An S-corp election is worth a conversation with a CPA once you're profitable — it can reduce self-employment tax by letting you split income between a reasonable salary and distributions.

The one deadline that will cost you $400 if you blow it

Every Florida LLC files an annual report through Sunbiz between January 1 and May 1. It's not a financial filing — it just confirms your contact info, registered agent, and members are current. The fee is $138.75 if you file on time.

Miss May 1, and Florida tacks on an automatic $400 late fee, turning a $138.75 obligation into $538.75. There are no hardship waivers. And if you still haven't filed by the third Friday in September, the state administratively dissolves your LLC — your company legally ceases to exist and you lose your liability protection.

The fix is embarrassingly simple: set a calendar reminder for early in the year and file in January.
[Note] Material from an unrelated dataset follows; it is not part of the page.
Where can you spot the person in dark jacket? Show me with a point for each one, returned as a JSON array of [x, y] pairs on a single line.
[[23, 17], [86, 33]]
This is the single biggest avoidable cost a Florida founder faces, and people pay it every year out of pure forgetfulness.

Your realistic year-one budget

For a solo founder doing it the smart way — filing through Sunbiz yourself, serving as your own registered agent, getting your EIN free, drafting your own operating agreement:

  • State filing fee: $125 (one-time)
  • Local Business Tax Receipt: ~$50–150
  • Year-one total: roughly $175–275
  • Year two and beyond minimum: $138.75 (the on-time annual report)

That's it. No mandatory franchise tax, no minimum capital requirement, no annual income tax for a default LLC.

The bottom line

Florida makes the mechanics of starting a company genuinely cheap and fast. Where founders actually lose money is on the avoidable stuff — the $400 late fee, paying a service for a free EIN, skipping the local license, or commingling funds and gutting their own liability shield.

Get the entity right, calendar the annual report, keep your money separate, and you've cleared the bar that trips up most first-timers. Then you can spend your energy on the part that actually matters: finding customers who'll pay you.


This guide is for informational purposes and isn't legal, tax, or accounting advice. Fees and rules current as of 2026 — verify against Sunbiz and the Florida Department of Revenue before filing, and loop in a CPA or attorney for anything specific to your situation.